PostgreSQL server is a single process that starts in under 100ms on a developer's laptop.
In the company I work for we use real PostgreSQL in unit tests — it's cheap to start one at the beginning of a suite, load the schema and go, and then shut it down and discard its file store.
I keep thinking of moving that file store to tmpfs when run on Linux, but it's nowhere near the top of the performance improvements for the test suite.
So: no more mocks or subsitute databases with their tiny inconsistencies.
In good resource on testing stored procedures ?
There are unit-testing frameworks for the purpose. For SQL Server there are several, [0] I've worked briefly with one called tSQLt [1] and was quite impressed.
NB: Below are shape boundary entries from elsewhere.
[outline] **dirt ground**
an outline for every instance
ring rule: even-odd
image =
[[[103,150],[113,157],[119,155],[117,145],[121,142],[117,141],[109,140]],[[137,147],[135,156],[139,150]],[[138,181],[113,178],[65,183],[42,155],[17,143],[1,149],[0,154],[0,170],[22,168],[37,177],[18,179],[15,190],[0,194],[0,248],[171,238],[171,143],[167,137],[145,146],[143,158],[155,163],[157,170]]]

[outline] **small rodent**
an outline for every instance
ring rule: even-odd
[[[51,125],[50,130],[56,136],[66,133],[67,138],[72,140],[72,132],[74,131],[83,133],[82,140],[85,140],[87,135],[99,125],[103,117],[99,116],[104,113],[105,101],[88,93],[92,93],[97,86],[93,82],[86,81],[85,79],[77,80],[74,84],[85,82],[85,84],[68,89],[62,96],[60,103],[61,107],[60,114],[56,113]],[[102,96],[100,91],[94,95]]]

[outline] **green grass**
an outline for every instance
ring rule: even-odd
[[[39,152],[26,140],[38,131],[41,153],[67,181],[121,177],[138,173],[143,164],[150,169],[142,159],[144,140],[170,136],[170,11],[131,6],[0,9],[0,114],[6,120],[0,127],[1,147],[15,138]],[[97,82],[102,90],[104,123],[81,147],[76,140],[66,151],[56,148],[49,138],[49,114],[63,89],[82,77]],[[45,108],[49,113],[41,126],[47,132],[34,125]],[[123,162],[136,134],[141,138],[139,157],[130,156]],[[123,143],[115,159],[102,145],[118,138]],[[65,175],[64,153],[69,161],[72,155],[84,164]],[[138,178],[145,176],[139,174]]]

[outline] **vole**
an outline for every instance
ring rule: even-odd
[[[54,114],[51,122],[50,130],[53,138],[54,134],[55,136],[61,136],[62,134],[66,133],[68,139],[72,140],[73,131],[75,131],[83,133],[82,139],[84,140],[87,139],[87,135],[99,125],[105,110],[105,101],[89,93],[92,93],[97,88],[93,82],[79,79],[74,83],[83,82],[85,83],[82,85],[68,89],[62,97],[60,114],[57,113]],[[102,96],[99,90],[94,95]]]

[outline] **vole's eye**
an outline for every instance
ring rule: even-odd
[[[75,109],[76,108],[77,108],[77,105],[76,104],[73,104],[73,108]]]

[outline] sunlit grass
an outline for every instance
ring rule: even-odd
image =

Frameworks also exist for other RDBMSs. [0]
[0] https://en.wikipedia.org/wiki/List_of_unit_testing_framework...
[1] https://tsqlt.org/user-guide/quick-start/
I'd test them the same way I test other database stuff: run automated tests which spin up a database server for the duration, then run migrations to install the schema and stored procedures, then execute tests using your programming language of choice.
I still mostly use Django for PostgreSQL projects and the Django default test framework is great at running a temporary PostgreSQL (or MySQL or SQLite).
For Postgres, there’s pgTAP: https://pgtap.org/
Oh man. I've seen an org where the stored procedures were written by a different team, and friction was high.
Then one java dev found a glaring sql injection hole. The whole app quickly reorganized around using it as an API for everything. Management was pleased speed went up and bugs went down, DBAs were pleased for less work, and Java devs were pleased they could understand what was going on in the app. Everybody happy I guess?
I’d rewrite the complete team instead.